2. by qRT-PCR, the expression of VEGF mRNA in the retina of group CON was not changed with time. The expression of VEGF mRNA in group DM was higher than that in CON group, and the expression amount of 6W was about 3 times of CON group (P0.05), and the expression amount increased to 6 times of the retina. The expression of 4W was about 1 / 2 (P0.001) in group CON and 1 / 3 (P0.001) in CON group. CON group: VEGF mainly distributed in the kernel layer and ganglion layer, PEDF mainly in the kernel layer and the ganglion layer, and the other layers were also positive, and VEGF expression in DM group was obviously enhanced than that of CON group. There were strong positive expression of neurons in all layers of the retina, and the expression of PEDF was significantly lower than that in CON group. The distribution was mainly in the ganglion cell layer and the inner plexiform layer.

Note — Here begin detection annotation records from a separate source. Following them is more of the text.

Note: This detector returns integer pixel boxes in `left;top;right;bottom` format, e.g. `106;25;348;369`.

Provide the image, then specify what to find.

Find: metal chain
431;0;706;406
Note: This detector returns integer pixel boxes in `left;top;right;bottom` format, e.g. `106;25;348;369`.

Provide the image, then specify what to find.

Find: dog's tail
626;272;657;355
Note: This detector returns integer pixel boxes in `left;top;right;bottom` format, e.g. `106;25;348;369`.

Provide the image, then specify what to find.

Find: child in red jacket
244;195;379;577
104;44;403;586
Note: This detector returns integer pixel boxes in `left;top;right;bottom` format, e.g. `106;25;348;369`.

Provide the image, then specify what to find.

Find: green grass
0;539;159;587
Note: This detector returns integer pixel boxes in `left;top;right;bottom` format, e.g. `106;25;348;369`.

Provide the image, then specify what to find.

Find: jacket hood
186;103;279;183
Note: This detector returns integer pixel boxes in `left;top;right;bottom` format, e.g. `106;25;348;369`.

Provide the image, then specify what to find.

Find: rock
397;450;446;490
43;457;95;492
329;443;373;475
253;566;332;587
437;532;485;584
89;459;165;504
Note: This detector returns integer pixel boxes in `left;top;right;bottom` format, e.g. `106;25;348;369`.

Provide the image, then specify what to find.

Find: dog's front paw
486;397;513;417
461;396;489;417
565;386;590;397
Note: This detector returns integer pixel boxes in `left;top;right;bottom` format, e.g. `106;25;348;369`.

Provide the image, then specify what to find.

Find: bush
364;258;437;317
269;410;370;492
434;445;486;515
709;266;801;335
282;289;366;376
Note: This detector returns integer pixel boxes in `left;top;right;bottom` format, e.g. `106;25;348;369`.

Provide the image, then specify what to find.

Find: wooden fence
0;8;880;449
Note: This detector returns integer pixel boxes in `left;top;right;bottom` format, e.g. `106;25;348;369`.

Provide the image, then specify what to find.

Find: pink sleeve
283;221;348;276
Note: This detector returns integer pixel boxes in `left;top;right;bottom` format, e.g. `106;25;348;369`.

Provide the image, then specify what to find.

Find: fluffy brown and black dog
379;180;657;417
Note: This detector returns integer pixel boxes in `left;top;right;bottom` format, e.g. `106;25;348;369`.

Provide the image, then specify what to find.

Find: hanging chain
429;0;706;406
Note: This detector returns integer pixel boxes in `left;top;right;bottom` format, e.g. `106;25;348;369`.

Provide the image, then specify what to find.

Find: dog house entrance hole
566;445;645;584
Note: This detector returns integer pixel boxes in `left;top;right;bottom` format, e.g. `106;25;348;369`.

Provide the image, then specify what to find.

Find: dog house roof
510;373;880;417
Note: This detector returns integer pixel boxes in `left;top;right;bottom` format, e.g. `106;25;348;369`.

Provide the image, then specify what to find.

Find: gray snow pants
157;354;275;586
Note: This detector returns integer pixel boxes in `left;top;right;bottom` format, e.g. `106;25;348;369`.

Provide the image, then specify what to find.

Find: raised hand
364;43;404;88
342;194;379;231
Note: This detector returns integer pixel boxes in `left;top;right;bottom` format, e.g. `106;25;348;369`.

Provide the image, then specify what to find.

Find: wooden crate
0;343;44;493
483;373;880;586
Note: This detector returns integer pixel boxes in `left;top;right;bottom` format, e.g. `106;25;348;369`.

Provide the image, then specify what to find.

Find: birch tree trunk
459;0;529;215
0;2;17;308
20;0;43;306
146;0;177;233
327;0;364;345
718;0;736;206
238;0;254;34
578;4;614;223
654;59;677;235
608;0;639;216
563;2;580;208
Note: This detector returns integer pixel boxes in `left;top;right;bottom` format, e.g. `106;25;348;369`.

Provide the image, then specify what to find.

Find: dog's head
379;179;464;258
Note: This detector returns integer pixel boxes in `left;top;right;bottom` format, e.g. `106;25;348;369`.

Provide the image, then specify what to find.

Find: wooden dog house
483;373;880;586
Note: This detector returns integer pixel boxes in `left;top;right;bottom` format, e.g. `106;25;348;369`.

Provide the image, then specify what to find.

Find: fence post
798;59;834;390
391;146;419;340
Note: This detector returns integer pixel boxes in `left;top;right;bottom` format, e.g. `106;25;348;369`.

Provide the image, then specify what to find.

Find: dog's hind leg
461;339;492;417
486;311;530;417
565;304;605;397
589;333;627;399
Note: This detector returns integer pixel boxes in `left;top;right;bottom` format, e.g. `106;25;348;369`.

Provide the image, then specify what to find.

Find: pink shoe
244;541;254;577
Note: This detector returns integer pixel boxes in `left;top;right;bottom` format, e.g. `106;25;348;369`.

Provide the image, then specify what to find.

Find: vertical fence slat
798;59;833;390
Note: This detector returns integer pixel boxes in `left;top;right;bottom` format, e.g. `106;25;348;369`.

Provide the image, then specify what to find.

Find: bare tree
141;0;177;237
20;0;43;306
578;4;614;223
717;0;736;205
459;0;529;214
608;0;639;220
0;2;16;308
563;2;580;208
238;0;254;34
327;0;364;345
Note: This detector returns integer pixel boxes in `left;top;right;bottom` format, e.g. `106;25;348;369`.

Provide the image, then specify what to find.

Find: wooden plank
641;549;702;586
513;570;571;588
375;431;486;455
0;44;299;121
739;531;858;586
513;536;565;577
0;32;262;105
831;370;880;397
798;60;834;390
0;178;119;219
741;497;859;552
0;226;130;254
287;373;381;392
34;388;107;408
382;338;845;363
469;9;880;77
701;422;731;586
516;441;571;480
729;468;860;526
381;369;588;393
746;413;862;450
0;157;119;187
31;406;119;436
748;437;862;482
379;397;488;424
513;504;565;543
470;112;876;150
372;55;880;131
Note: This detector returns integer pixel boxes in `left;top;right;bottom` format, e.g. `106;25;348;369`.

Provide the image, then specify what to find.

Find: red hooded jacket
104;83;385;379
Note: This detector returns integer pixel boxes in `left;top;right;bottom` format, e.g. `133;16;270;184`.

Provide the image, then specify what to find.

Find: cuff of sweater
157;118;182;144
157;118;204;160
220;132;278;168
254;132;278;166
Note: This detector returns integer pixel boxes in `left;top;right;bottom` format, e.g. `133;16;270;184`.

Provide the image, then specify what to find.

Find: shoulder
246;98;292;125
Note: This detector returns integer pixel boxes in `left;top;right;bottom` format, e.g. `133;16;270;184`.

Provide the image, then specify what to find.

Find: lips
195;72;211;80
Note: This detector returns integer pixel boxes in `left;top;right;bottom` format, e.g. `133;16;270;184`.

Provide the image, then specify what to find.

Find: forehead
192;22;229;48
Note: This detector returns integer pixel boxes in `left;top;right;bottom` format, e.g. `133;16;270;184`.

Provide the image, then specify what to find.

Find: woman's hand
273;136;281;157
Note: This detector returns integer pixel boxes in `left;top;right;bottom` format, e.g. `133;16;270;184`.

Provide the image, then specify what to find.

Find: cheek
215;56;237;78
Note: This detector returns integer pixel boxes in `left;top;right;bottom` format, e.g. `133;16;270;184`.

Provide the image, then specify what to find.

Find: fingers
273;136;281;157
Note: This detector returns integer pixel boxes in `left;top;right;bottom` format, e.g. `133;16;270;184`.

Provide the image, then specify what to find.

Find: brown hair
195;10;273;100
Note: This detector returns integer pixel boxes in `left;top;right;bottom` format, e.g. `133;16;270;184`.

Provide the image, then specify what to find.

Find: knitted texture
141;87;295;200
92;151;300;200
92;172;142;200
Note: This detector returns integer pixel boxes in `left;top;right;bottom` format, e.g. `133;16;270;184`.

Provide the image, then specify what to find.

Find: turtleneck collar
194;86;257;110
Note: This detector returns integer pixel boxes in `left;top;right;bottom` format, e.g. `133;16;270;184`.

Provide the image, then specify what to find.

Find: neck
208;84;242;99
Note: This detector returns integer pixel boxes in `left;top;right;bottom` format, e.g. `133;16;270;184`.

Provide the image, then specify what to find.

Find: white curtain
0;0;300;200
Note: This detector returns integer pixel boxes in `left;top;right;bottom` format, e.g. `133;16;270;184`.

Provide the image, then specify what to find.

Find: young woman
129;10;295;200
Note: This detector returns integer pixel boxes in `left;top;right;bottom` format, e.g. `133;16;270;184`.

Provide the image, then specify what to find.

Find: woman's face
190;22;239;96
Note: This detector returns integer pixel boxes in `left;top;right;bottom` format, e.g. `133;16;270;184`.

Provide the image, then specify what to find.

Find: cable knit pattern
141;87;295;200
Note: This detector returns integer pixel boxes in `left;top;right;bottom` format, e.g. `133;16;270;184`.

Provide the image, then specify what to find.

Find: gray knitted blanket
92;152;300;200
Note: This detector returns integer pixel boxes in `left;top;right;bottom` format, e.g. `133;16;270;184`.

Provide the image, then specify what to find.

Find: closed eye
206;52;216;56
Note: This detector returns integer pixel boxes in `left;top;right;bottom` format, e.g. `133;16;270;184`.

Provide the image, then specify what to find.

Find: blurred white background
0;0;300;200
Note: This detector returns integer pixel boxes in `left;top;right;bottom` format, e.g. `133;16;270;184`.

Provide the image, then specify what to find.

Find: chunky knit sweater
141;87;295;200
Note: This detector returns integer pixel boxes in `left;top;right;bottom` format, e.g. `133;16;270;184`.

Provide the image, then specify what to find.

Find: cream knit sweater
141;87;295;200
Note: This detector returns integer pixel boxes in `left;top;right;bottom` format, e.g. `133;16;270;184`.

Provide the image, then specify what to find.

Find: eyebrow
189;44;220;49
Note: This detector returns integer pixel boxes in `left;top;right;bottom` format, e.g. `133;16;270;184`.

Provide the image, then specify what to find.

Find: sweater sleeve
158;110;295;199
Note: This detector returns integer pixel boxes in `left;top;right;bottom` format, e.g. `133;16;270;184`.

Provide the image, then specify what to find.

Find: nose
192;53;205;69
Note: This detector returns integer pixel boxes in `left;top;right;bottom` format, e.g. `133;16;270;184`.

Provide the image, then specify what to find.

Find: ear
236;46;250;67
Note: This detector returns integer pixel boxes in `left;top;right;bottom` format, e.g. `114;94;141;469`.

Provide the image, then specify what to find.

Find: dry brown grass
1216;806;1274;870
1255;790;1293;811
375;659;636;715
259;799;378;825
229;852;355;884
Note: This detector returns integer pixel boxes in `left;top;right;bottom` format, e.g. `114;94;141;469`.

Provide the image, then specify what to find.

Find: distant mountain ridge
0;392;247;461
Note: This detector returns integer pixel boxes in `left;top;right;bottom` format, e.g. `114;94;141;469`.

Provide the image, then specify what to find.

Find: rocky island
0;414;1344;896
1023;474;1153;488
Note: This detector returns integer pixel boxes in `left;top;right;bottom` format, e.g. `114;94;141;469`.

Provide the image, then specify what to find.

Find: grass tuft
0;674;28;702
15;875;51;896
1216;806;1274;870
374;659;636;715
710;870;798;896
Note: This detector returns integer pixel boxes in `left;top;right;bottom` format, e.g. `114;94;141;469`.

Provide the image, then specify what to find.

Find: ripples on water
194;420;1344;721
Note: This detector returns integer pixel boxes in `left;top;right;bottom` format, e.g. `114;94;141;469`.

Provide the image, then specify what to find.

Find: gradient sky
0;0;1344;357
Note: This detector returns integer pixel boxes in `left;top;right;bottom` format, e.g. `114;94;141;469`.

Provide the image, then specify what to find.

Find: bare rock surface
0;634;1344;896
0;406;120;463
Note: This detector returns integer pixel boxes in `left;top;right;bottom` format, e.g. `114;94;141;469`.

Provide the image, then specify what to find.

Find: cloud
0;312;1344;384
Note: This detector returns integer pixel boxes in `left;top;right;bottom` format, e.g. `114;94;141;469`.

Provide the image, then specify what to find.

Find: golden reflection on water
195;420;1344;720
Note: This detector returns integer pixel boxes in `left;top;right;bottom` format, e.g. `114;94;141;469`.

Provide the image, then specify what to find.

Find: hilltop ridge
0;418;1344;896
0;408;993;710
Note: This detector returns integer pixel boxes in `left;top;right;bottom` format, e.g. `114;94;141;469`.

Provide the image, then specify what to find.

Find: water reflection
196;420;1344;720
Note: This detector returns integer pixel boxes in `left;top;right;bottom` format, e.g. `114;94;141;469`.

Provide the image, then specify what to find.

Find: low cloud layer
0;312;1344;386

The results of 3.miRNA chip detection show that compared with the CON group, there are 168 miRNAs expressions in the group DM, including miR-182, miR-96, miR-183, miR-211, miR-204, miR-124, miR-592. 51, miR-34a, miR-542-5p, miR-142-3p, miR-223, miR-18a and other expressions were significantly downregulated. By qRT-PCR, the expression of most of the up regulated miRNAs in the retina increased with the course of disease, and the expression of 12 miRNAs expressed down gradually decreased with the development of the disease. Bioinformatics analysis showed that these expressions were significantly poor. Different miRNAs can regulate many DR related genes expression, such as miR-29c*, miR-199a may target VEGFa, miR-363 may target PEDF, and so on.
Conclusion:
1.STZ induced DM rats had related changes similar to early DR during the course of disease 10W, which could be used as the animal model of background diabetic retinopathy (BDR) for early human background diabetic retinopathy (BDR) for the experimental study of DR, and the modeling method was simple, short, reproducible, and high success rate.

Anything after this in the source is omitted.